À l’image de Christophe Barbier, il y a fort à parier que la grande majorité du jury du « Prix Bristol des Lumières » n’a pas lu le livre. S’ils l’avaient fait, on voit d’ailleurs mal comment ils auraient pu l’élire car toutes ces personnalités médiatiques qui le composent ne manquent jamais une occasion de hurler à la « réaction », au « passéisme », à « la logique affreuse de la décroissance » (Luc ferry) pour excommunier les thèses de la décroissance. Ensuite le cœur de l’ouvrage d’Olivier Rey relève a minima d’une sévère critique de l’idéologie positiviste, libérale, des « Lumières ». Nous pouvons aussi supposer que le jury ait été conforté par les titres de l'auteur, suffisamment confiant dans le verrouillage du système universitaire pour ne pas pouvoir imaginer qu’un travail véritablement dissident puisse passer à travers son filtre.

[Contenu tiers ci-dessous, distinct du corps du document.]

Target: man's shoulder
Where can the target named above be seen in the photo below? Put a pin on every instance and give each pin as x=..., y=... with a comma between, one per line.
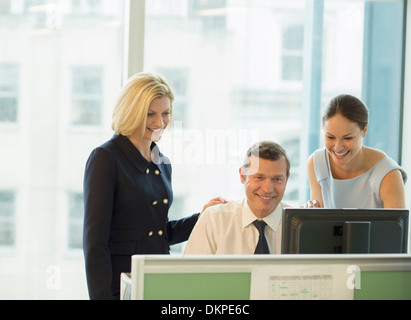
x=226, y=209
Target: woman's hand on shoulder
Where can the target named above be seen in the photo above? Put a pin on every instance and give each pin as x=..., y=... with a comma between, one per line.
x=312, y=204
x=213, y=202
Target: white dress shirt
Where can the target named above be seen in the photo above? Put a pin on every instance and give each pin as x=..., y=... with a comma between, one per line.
x=228, y=229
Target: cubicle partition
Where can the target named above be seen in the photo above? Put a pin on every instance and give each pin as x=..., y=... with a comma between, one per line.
x=244, y=277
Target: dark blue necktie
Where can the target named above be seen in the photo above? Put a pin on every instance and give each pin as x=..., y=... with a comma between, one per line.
x=262, y=245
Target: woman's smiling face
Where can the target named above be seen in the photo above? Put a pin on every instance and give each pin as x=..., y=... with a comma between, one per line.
x=343, y=139
x=158, y=118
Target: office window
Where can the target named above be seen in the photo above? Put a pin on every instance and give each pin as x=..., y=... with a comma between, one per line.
x=268, y=74
x=9, y=92
x=292, y=55
x=75, y=220
x=87, y=89
x=7, y=218
x=60, y=73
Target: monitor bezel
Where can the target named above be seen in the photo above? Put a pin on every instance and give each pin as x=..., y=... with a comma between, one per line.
x=293, y=218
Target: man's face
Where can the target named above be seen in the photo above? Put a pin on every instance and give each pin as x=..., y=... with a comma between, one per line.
x=264, y=182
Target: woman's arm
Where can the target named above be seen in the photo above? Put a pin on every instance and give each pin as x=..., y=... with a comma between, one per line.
x=392, y=191
x=316, y=199
x=99, y=181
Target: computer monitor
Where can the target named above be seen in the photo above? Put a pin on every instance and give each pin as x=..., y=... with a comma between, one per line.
x=328, y=231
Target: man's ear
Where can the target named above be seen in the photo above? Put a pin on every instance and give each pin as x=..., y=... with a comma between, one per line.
x=242, y=174
x=365, y=131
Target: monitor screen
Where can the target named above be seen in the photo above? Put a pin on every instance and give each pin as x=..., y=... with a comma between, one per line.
x=328, y=231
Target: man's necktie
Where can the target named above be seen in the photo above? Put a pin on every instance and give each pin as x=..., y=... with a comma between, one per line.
x=262, y=245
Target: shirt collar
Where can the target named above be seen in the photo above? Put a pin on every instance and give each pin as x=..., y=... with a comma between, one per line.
x=273, y=219
x=133, y=155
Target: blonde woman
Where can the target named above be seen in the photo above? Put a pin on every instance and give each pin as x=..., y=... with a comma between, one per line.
x=127, y=188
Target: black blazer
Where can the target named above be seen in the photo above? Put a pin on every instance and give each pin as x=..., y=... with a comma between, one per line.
x=126, y=203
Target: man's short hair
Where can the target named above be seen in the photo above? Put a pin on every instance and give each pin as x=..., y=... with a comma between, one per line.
x=268, y=150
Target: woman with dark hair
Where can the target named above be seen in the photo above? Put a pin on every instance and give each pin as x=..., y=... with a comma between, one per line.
x=346, y=173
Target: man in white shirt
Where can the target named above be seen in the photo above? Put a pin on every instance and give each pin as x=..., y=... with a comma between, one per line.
x=229, y=228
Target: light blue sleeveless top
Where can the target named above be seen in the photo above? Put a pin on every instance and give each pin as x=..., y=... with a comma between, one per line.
x=360, y=192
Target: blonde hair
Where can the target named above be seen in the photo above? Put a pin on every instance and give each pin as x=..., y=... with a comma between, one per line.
x=130, y=111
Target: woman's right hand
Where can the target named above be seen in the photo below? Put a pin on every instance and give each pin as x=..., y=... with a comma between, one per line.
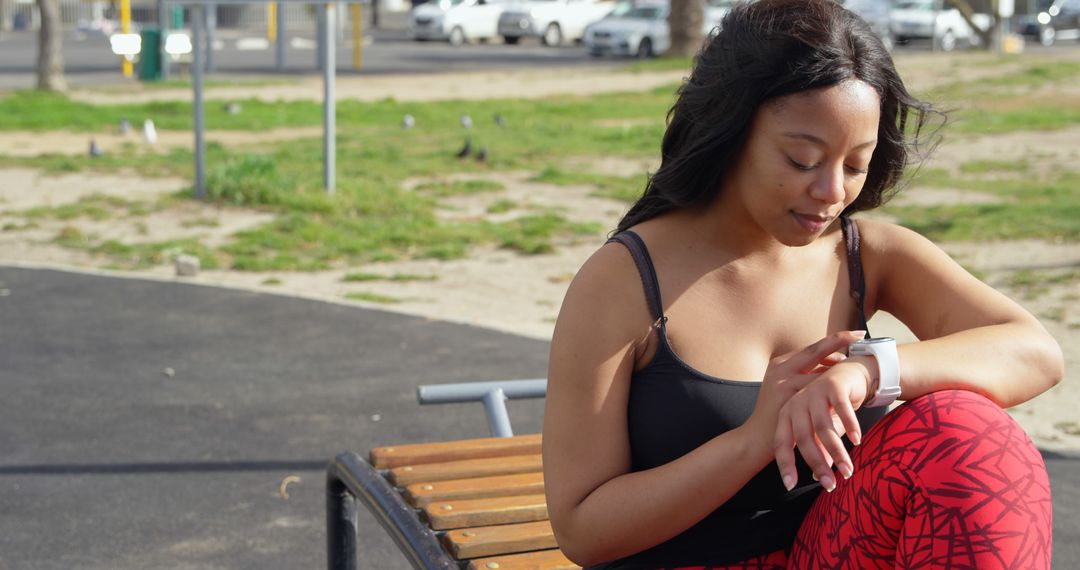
x=786, y=376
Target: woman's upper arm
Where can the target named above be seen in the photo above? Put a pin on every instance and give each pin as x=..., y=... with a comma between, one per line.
x=922, y=286
x=585, y=440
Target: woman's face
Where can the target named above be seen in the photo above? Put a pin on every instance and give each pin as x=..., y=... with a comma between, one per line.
x=806, y=160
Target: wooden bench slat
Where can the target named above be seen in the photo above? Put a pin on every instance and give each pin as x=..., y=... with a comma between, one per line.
x=443, y=451
x=553, y=559
x=446, y=515
x=427, y=492
x=499, y=540
x=461, y=470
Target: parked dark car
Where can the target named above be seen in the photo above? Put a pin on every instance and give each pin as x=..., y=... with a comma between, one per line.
x=1056, y=19
x=876, y=13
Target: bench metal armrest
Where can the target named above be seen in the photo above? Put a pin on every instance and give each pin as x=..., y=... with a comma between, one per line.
x=350, y=477
x=493, y=394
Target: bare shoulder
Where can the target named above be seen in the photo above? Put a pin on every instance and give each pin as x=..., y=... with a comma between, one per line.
x=606, y=294
x=887, y=238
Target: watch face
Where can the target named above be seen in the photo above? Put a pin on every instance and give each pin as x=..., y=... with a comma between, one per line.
x=878, y=340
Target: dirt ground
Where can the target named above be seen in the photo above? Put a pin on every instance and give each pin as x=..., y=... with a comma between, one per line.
x=498, y=288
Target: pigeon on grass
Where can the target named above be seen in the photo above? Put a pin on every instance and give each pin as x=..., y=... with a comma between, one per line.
x=149, y=133
x=467, y=149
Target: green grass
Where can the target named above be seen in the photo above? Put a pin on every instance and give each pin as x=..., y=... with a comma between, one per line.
x=1041, y=207
x=501, y=206
x=1034, y=284
x=1006, y=103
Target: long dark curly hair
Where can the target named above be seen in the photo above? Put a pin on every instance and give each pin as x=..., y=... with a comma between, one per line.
x=765, y=50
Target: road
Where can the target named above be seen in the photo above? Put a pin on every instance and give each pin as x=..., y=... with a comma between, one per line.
x=244, y=53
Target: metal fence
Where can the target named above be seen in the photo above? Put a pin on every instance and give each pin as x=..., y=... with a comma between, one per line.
x=75, y=14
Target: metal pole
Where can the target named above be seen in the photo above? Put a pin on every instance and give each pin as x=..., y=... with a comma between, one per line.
x=358, y=37
x=280, y=48
x=320, y=39
x=163, y=26
x=498, y=420
x=211, y=15
x=329, y=106
x=198, y=21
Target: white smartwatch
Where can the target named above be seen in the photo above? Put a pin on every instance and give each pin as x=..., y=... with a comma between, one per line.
x=883, y=350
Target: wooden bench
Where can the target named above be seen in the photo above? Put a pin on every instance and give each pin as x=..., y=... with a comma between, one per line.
x=469, y=503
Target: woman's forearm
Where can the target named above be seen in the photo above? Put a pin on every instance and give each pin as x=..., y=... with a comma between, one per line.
x=1009, y=363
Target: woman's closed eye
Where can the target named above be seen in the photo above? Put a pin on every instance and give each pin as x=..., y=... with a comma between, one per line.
x=807, y=167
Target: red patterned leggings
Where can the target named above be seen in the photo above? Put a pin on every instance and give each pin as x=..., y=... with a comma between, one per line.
x=945, y=480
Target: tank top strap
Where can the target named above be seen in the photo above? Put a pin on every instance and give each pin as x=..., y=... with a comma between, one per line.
x=855, y=275
x=640, y=254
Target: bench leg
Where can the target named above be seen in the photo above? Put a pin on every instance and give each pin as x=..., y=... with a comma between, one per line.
x=352, y=482
x=340, y=526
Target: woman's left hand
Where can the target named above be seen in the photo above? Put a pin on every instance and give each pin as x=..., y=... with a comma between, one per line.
x=817, y=417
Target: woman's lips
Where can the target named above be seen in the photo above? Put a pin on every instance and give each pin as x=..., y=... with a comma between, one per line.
x=812, y=222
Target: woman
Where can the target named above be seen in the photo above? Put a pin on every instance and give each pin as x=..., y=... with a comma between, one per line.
x=700, y=395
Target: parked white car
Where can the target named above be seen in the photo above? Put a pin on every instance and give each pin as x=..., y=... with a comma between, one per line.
x=926, y=18
x=552, y=21
x=644, y=31
x=457, y=21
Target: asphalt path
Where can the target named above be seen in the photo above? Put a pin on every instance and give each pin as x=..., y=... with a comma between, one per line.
x=149, y=424
x=110, y=461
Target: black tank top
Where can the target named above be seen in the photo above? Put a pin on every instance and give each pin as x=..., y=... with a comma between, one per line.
x=674, y=409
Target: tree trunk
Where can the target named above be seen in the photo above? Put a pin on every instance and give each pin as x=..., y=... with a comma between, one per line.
x=985, y=37
x=686, y=22
x=51, y=48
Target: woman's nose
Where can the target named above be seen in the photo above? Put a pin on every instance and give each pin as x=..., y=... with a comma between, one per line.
x=828, y=187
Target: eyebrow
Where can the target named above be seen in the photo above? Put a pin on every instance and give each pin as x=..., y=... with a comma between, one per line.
x=819, y=141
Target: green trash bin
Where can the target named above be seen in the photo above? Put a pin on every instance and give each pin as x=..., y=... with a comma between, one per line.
x=149, y=57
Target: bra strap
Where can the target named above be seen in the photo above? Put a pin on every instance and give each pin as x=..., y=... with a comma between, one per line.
x=633, y=242
x=855, y=276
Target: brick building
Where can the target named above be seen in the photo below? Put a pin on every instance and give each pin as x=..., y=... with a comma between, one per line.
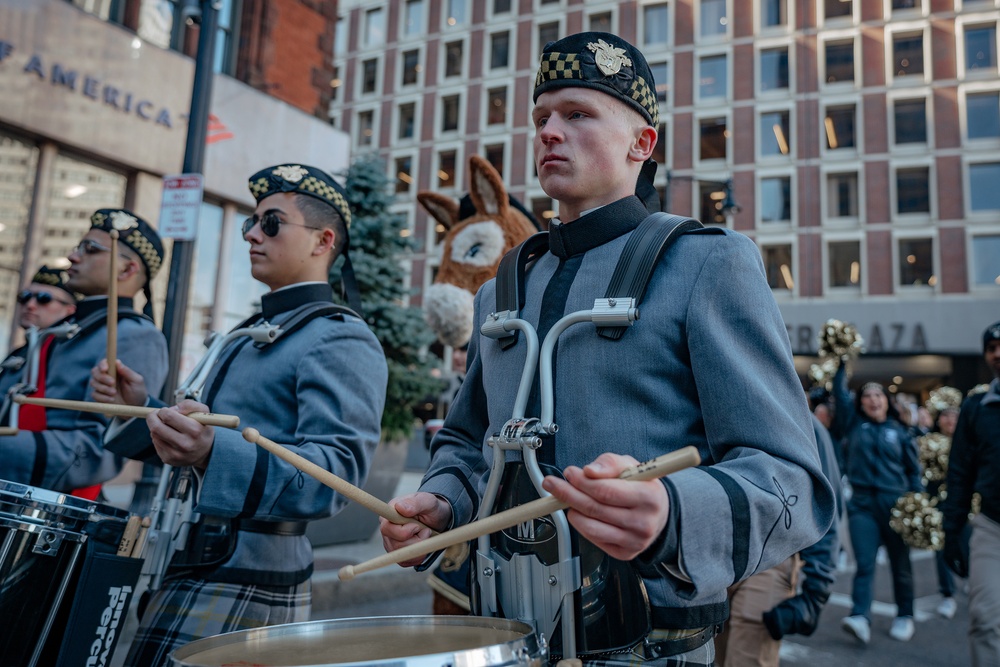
x=859, y=139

Une nouvelle démonstration que les journalistes et philosophes médiatiques parisiens parlent, recensent, et même décernent des prix, à des livres qu’ils n’ont pas lus, et sont capables de leur faire dire l’exact contraire de leur teneur tout en digérant les plats mitonnés par « Eric Frechon, chef trois étoiles au guide Michelin », dans leur palace du Bristol fréquenté par le Tout-Paris. À votre santé ! Est-il nécessaire de le dire ? Le rédacteur en chef de L’Express ne risque rien ; lui et ses semblables jouissent d’une impunité à l’aune de l'intransigeance qui sera appliquée à une presse à contre-courant comme La Décroissance. Mais surtout, que cela ne vous empêche pas d’acheter cet ouvrage dont nos confrères de la revue L'écologiste ont raison de dire dans leur nouveau numéro : « Si vous ne deviez lire qu'un seul livre dans les semaines à venir, lisez celui-là : c'est notre coup de cœur. » Ici on peut faire confiance à ce jury.

Vincent Cheynet, La Décroissance n°117, mars 2015

 

 

 

 

 

 

 

 

« Celui qui
croit que la croissance peut être infinie dans un monde fini est soit un fou, soit un économiste. »
Kenneth Boulding (1910-1993), président de l'American Economic Association.